ITEM 5.  INTEREST IN THE SECURITIES OF THE ISSUER.

(a) As of the close of business on December 9, 2004 the Reporting Persons 
owned in the aggregate, 639,445 Shares, which represent approximately 
7.9% of the 8,056,049 shares outstanding as of November 1, 2004, as 
reported on the latest Form 10-Q of the issuer for the quarter ended 
September 30, 2004.

    For purposes of Rule 13d-3 under the Securities Exchange Act of 1934, 
as amended, Leviticus may be deemed to be the beneficial owner of the 
aggregate amount of 600,000 Shares representing approximately 7.4% of 
the outstanding Shares of the Issuer (based upon 8,056,049 shares 
outstanding as of November 1, 2004, as reported on the latest Form 10-Q 
of the issuer for the quarter ended September 30, 2004).

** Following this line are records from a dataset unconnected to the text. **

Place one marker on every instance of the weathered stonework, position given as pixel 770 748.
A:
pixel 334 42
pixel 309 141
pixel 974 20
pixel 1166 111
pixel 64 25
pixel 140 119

    For purposes of Rule 13d-3 under the Securities Exchange Act of 1934, 
as amended, Parameter may be deemed to be the beneficial owner of the 
aggregate amount of 39,445 Shares representing approximately 0.5% of 
the outstanding Shares of the Issuer (based upon 8,056,049 shares 
outstanding as of November 1, 2004, as reported on the latest Form 10-Q 
of the issuer for the quarter ended September 30, 2004).

      AMH is the general partner of both Leviticus and Parameter and for 
purposes of Rule 13d-3 under the Securities Exchange Act of 1934, as 
amended, AMH may be deemed to be the beneficial owner of the aggregate 
amount of 639,445 Shares representing approximately 7.9% of the 
outstanding Shares of the Issuer (based upon 8,056,049 shares 
outstanding as of November 1, 2004, as reported on the latest Form 10-Q 
of the issuer for the quarter ended September 30, 2004). AMH disclaims 
any beneficial ownership of the Shares covered by this Statement.

      Adam Hutt is the control person of AMH and for purposes of Rule 
13d-3 under the Securities Exchange Act of 1934, as amended, Adam Hutt 
may be deemed to be the beneficial owner of the aggregate amount of 
639,445 Shares representing approximately 7.9% of the outstanding 
Shares of the Issuer (based upon 8,056,049 shares outstanding as of 
November 1, 2004, as reported on the latest Form 10-Q of the issuer for 
the quarter ended September 30, 2004). Adam Hutt disclaims any beneficial 
ownership of the Shares covered by this Statement.

(b) Leviticus has sole voting and dispositive power of it's Shares and 
Parameter has sole voting and dispositive power of it's Shares. AMH 
and Adam Hutt disclaim beneficial ownership of the Shares.

(c) Leviticus effected the following transactions in the Shares since filing 
the last Schedule 13D/A on October 27, 2004 as set forth below:

Date              Type            Amount of Shares        Price/Share
12/06/04    open market purchase       7,350     		3.39
12/03/04    open market purchase       37,900     		3.33
12/01/04    open market purchase       10,000              	3.34
12/01/04    open market purchase       12,700              	3.35
11/30/04    open market purchase       29,700        		3.33


Parameter effected the following transactions in the Shares since filing 
the Schedule 13D on October 27, 2004 as set forth below:

11/16/04    open market purchase       8,700     		3.37
10/29/04    open market purchase       4,450     		2.94


(d) Not Applicable.

(e) Not applicable.

ITEM 6. CONTRACTS, ARRANGEMENTS, UNDERSTANDINGS OR RELATIONSHIPS WITH 
RESPECT TO SECURITIES OF THE ISSUER.

Not Applicable

ITEM 7. MATERIAL TO BE FILED AS EXHIBITS.

      Not Applicable

                                   SIGNATURE

      After reasonable inquiry and to the best of my knowledge and 
belief, I certify that the information set forth in this statement is 
true, complete and correct.

Date: December 9, 2004

				Leviticus Partners, L.P.
				By: AMH Equity, LLC, its general partner
				By: /s/ Adam Hutt
				Name: Adam Hutt
				Title: Managing Member


				Parameter Partners, LLC
				By: AMH Equity, LLC, its general partner
				By: /s/ Adam Hutt
				Name: Adam Hutt
				Title: Managing Member

				
				AMH Equity, LLC
				By: /s/ Adam Hutt
				Name: Adam Hutt
				Title: Managing Member

				Adam Hutt
				By: /s/ Adam Hutt
				Name: Adam Hutt
				

Attention. Intentional misstatements or omissions of fact constitute 
federal criminal violations (see 18 U.S.C. 1001).